Le constat pique d’autant plus que le film portait quelque chose de symbolique: le grand retour de Star Wars sur grand écran après sept ans sans sortie au cinéma.

On était loin du triomphe attendu. The Mandalorian & Grogu signe ce qui est présenté comme le démarrage le plus faible, et plus largement le score le plus bas, pour un film Star Wars en prises de vues réelles.

Le box-office de The Mandalorian & Grogu laisse Disney sur sa faim

Sur le papier, le pari se tenait.

The Mandalorian fait partie des séries-phares de Disney+, Grogu vend à lui seul des montagnes de produits dérivés, et l’univers du duo est déjà partout, des boutiques aux parcs en passant par une bonne partie du marketing Star Wars.

Disney et Lucasfilm ont manifestement misé sur une idée simple: prendre une marque adorée sur Disney+ et en faire un rendez-vous cinéma incontournable.

Sauf que cette popularité ne s’est pas convertie en billets vendus à grande échelle.

Là où Disney imaginait un événement capable de rassembler très largement, la réponse du public est restée beaucoup plus mesurée.

La question revient donc assez vite: est-ce que tous les succès du streaming ont vraiment vocation à devenir des blockbusters en salles?

Une stratégie déjà mise à l’épreuve par d’autres films Disney

Le cas de The Mandalorian & Grogu n’arrive pas de nulle part.

Il s’ajoute à une série de sorties Disney vues comme des prolongements très directs de séries Disney+, sans réussir pour autant à s’imposer comme de véritables mastodontes du box-office.

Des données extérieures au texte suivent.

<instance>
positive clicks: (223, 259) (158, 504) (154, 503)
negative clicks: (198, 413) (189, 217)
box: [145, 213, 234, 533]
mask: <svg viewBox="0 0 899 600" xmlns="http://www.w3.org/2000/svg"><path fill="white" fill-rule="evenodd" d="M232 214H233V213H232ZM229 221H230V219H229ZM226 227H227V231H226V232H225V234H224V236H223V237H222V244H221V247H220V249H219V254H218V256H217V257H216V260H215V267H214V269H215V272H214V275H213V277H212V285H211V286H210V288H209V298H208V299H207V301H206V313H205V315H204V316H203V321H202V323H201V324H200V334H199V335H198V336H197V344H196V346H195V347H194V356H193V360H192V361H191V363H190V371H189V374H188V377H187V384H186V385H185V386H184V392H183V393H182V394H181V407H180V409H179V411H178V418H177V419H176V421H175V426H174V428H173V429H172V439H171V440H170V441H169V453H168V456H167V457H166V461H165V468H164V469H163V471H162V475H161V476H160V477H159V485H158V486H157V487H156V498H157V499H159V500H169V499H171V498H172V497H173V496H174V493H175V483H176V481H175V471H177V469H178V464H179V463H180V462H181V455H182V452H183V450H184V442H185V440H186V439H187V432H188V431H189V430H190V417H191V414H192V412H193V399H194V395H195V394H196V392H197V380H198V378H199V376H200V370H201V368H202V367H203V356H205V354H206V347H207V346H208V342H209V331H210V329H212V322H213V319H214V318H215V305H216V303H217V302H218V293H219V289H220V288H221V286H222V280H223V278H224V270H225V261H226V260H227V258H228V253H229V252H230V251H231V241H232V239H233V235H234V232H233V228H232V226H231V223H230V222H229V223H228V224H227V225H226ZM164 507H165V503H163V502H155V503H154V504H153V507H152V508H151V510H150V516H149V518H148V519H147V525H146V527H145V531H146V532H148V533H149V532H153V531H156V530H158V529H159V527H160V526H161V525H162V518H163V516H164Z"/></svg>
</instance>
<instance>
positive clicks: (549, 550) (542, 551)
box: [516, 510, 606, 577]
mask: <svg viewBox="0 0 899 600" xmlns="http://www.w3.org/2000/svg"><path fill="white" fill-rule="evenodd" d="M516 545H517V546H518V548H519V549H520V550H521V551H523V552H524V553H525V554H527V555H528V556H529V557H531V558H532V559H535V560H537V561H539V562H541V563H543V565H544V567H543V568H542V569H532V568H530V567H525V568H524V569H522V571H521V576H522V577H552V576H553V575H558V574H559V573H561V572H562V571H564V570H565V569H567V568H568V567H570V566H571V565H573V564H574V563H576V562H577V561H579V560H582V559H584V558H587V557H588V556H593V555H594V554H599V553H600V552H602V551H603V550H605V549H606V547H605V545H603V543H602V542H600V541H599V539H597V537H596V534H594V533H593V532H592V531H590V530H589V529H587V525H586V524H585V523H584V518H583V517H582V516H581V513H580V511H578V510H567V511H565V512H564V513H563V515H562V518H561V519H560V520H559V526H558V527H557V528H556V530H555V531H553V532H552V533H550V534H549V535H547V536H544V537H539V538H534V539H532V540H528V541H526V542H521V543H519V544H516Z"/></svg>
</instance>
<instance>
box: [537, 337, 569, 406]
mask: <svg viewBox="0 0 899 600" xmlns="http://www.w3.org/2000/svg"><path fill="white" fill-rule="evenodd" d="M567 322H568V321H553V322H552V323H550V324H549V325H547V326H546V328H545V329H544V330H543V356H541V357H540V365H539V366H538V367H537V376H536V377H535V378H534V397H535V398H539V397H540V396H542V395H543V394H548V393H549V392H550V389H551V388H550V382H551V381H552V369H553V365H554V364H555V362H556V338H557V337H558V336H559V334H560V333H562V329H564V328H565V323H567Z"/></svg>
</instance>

La même discussion a déjà entouré The Marvels, Captain America: Brave New World et Thunderbolts*.

La différence, c’est que Marvel gardait au moins des personnages déjà bien installés sur grand écran.

Pour The Mandalorian & Grogu, la dépendance à la familiarité construite sur Disney+ était encore plus marquée.

En clair, le film demandait presque entièrement au public de quitter le canapé pour aller retrouver en salle des héros qu’il a pris l’habitude de regarder chez lui.

Marketing discret, critiques partagées et fatigue autour de la marque

Plusieurs explications reviennent pour tenter de comprendre cette contre-performance.

D’abord, une campagne marketing jugée assez peu marquante pour un retour de Star Wars aussi chargé en symbole sur grand écran.

Ensuite, des critiques mitigées, mais aussi quelque chose de plus diffus: une usure de la marque, alors que certains fans parlent déjà d’une baisse de régime qualitative de The Mandalorian ces dernières années.

Et puis il y a l’effet d’habitude.

Disney a lui-même appris à une partie du public à associer ces personnages à une expérience de visionnage sur plateforme.

Quand une franchise naît et grandit sur Disney+, faire admettre qu’un nouvel épisode devient, tout à coup, immanquable au cinéma ne va pas de soi.

Un revers relatif, mais un vrai signal pour la suite

Tout n’est pas sombre pour Disney.

Depuis son arrivée sur Disney+ le 2 septembre 2026, le film a pris la tête des classements de la plateforme, d’après Disney.

Le groupe met aussi en avant sa valeur plus large dans l’ensemble Disney, entre les produits dérivés, les parcs à thème et les jeux vidéo.

Mais côté cinéma, le message ne prête pas vraiment à confusion.

Disney continue de revoir le dosage entre streaming et salles, teste encore ses fenêtres de diffusion et affirme vouloir miser davantage sur des récits plus originaux après plusieurs titres restés sous les attentes.

Pour Star Wars, le prochain test ne tardera pas: Star Wars: Starfighter est attendu le 28 mai 2027.